Masadaki buğday ekmeğine bakıyorum. Akşam, telaşını ve yorgunluğunu üstüme atıp çekilmiş aradan. Küçük bir kıyameti andıran meydandan, her gün birbirimizi itekleyerek vücudumuza yer açtığımız belediye otobüslerinden, kendimizle konuşurken öylesine dalgınlıkla bakıp geçtiğimiz vitrinlerden, daima bir nedenle sıkışan trafikten, öksürüklerden, lanetlemelerden, küçük kavgalardan yapılma bir akşam. Onun içinden geçmeden, ona günlük ruh yevmiyevimizi vermeden eve dönmemiz mümkün değil. Sonra bir başka yorgunluk başlıyor evde: Ekranlardan odaların ortasına, içine her türden yıkımın mirası doldurulmuş bir bohça bırakılıyor. Her akşam sanki ilk kez açıyormuş gibi merakla açtığımız bir bohça; ortaya saçılanlara da sanki ilk kez görüyormuş gibi hayretle bakıyoruz. Hepimiz ittifakla “hayat” diyoruz, yorgunluğumuzun üzerine gün bitimi promosyonu olarak verilen bu kaba orman hikâyelerine. Bir tek masadaki buğday ekmeği promosyon değil; ve ben hiç değilse onu gülümseyerek selamlaşacak, oturup karşılıklı konuşacak, içten içe dertleşecek kadar tanıyorum. Buğday ekmeği benim çocukluk arkadaşımdır…

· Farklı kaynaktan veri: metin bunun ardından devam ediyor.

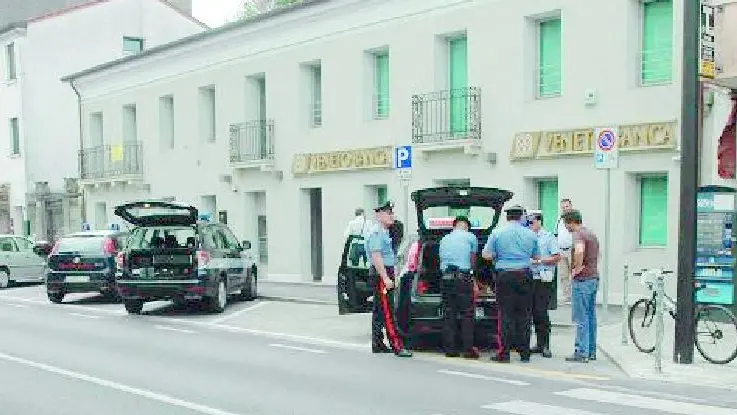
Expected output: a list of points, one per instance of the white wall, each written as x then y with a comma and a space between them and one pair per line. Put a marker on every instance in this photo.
501, 45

Biz kaşla göz arasında, kimseye hissettirmeden uzun bir yolculuğa da çıkarız buğday ekmeğiyle. İlkin nereye gideceğimizi, hangi hatıranın kapısını aralayacağımızı biliriz. Karlar çekilmiş, güzden sürülmüş tarlaların hevesi kabardıkça kabarmıştır. Birden güneşli bir günün ortasında buluruz kendimizi: İşte şurada bir rençper, çuvallardan peştamalına tohum doldurmuş, onları iri elleriyle serpe serpe tarlanın bir ucundan öbür ucuna doğru gidiyor. Yalnız ama yalnız değil; az ilerideki su kaynağı, henüz yeşermeye başlamış söğüt dalları, karşıdaki kayaya doğru efelenerek uçan kartal ve şu torbadan alıp tarlaya serpiştirdiği buğday da onun çocukluk arkadaşları. Adam içi rahat bir şekilde işini yapıyor, sonra ince tırmıklarla geçecek tarlanın üstünden, tohumları heder olmasınlar diye onları toprağın biraz altına indirecek. Ve bütün bunları yaparken alnındaki teri silip yere silkelemesi, arada bir belini tutarak şöyle bir çevresine bakıp dinlenmesi, bir tümseğin üzerine oturup tütün sarması yani bir emeğin güzellikleri de ince bir rüzgârla tarlanın her yerine savrulup duracak. Birkaç yağmur ve biraz güneşten sonra toprak yeşerince, emeğin güzelliğine bir de emeğin neşesi karışacak…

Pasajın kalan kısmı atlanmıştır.